The award recognizes outstanding contribution by McMaster graduates to communities around the world. The award will recognize individuals who have made a positive impact on their community, regardless of location, within the past three years, enhancing the quality of life while reflecting the values of McMaster – integrity, quality and teamwork.

You know a McMaster grad making a difference. Take time to nominate that person today.


The 2016 McMaster Alumni Global Community Impact Award Recipients



James Orbinski `88

Faculty of Health Sciences
Dr. James Orbinski is a globally recognized humanitarian practitioner and advocate, as well as one of the world’s leading scholars and scientists in global health. He is a veteran of many of the world’s most disturbing and complex humanitarian emergencies. He is a founding member of Médecins Sans Frontiѐres (Doctors Without Borders) Canada and accepted the Nobel Peace Prize on behalf of the organization in 1999.

Today, Dr. Orbinski is the CIGI Chair in Global Health Governance at the Balsillie School of International Affairs, and a professor at Wilfrid Laurier University. He is also a professor at the University of Toronto’s Dalla Lana School of Public Health. His award-winning and internationally acclaimed documentary film on medical humanitarianism, titled “Triage” was screened at the 2008 Sundance Film Festival, and won the 2008 Amnesty International Gold Medal Award. His bestselling book, An Imperfect Offering: Humanitarianism in the 21st Century, won the 2009 Writer’s Trust Shaunessy-Cohen Prize for best political writing in Canada.

*Photo Credit: TheSilentPhotographer


Ally Prebtani `96

Faculty of Health Sciences
Dr. Ally Prebtani’s commitment to education is not confined to the bedside or classroom.
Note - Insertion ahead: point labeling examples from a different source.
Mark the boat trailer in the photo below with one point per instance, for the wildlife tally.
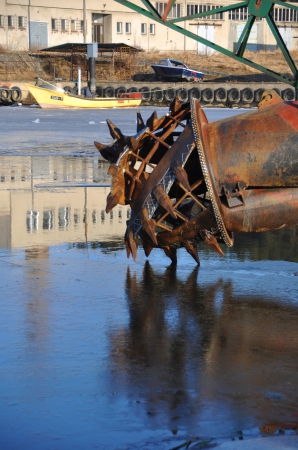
(188, 181)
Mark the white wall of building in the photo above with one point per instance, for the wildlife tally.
(62, 22)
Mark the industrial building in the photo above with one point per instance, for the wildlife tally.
(33, 24)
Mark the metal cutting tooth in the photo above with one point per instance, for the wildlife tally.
(114, 130)
(211, 240)
(181, 175)
(191, 248)
(113, 199)
(164, 200)
(147, 246)
(148, 225)
(132, 244)
(171, 253)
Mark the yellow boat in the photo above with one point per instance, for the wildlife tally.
(51, 98)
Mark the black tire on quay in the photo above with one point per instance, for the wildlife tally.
(109, 92)
(16, 94)
(258, 94)
(288, 95)
(247, 95)
(182, 95)
(194, 93)
(146, 93)
(120, 90)
(5, 94)
(170, 94)
(208, 95)
(220, 95)
(233, 96)
(99, 91)
(133, 89)
(157, 95)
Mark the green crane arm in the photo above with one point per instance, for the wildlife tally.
(258, 9)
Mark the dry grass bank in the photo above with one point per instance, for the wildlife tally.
(23, 66)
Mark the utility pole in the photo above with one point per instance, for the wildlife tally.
(84, 20)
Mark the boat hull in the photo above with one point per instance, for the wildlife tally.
(172, 73)
(50, 99)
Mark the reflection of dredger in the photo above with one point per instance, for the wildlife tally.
(210, 179)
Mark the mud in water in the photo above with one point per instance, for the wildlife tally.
(98, 351)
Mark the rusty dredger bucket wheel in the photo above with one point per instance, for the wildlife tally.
(189, 181)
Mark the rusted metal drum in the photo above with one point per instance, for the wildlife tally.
(250, 166)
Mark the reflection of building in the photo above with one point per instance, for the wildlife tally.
(32, 215)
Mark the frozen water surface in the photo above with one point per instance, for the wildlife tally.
(98, 351)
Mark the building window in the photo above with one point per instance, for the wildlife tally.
(128, 28)
(48, 220)
(54, 24)
(21, 21)
(284, 15)
(10, 21)
(240, 14)
(196, 9)
(174, 13)
(64, 24)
In addition to being a volunteer physician with the Aboriginal Health Network of Ontario, he is the founding director of the Internal Medicine Residency International Health Program at McMaster. His efforts have resulted in over 20 residents travelling to Uganda for education and training and has enhanced research collaboration and shared resources with Makerere University and the University Hospital of Mulago.

Ally is dedicated to education at a local, regional, provincial, national and international level through his varied and numerous investments of his time and passion. Not to be constrained by location or geography, his forward thinking and innovative methods in education are highlighted by the concept of using the internet as an interactive format to enable to transmission of future of formal meetings discussing clinical cases between McMaster University and Makerere University in Uganda. Location or geography have not limited his engagement and involvement in Global Medical Education either, he regularly spends time abroad as a teacher, educator and physician.